Why Should You Become a Quantitative Analyst?
While the finance sector tries to respond to the needs of the developing and changing world economy, it also faces high risks. In order to create a sustainable business environment in such an environment with high risk and many variable parameters, banks, mutual funds and companies want to recruit professionals who are specialized in this field to identify investment opportunities and manage risk. Quantitative analysts have exactly what firms in the financial sector are looking for.
What is a Quantitative Analyst?
Quantitative analysts are people who produce mathematical and statistical solutions to problems that require financial and risk management. Firms make financial and business decisions by using complex models on investment and pricing issues. Quantitative analysts also update these models, develop them and adapt and apply them according to the field of use.
To work as a quantitative analyst, you must have the following competencies;
Math and statistical computing ability
Data mining and data analysis capability
Comprehensive financial information
Thanks to the competencies and skills we mentioned, you can process the raw data you obtain from the financial world and turn them into business strategies
If you say that I have the skills specified in the job description or you can acquire these skills, it is possible to become a quantitative analyst.
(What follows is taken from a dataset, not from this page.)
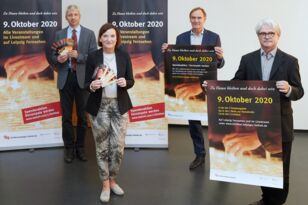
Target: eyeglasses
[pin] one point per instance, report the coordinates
(269, 34)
Now we will explain why you should choose this career.
The demand for quantitative analysts has increased
As in other fields, developing technology has brought development and innovative approaches in the finance sector. As securities have become more and more complicated in recent years, people who can understand and interpret the mathematical and statistical models behind financial data in order to make profit and minimize risks while applying investment strategies are popular in the industry. In addition, the growth of hedge funds and auto trading has also increased the industry's demand for quantitative analysts.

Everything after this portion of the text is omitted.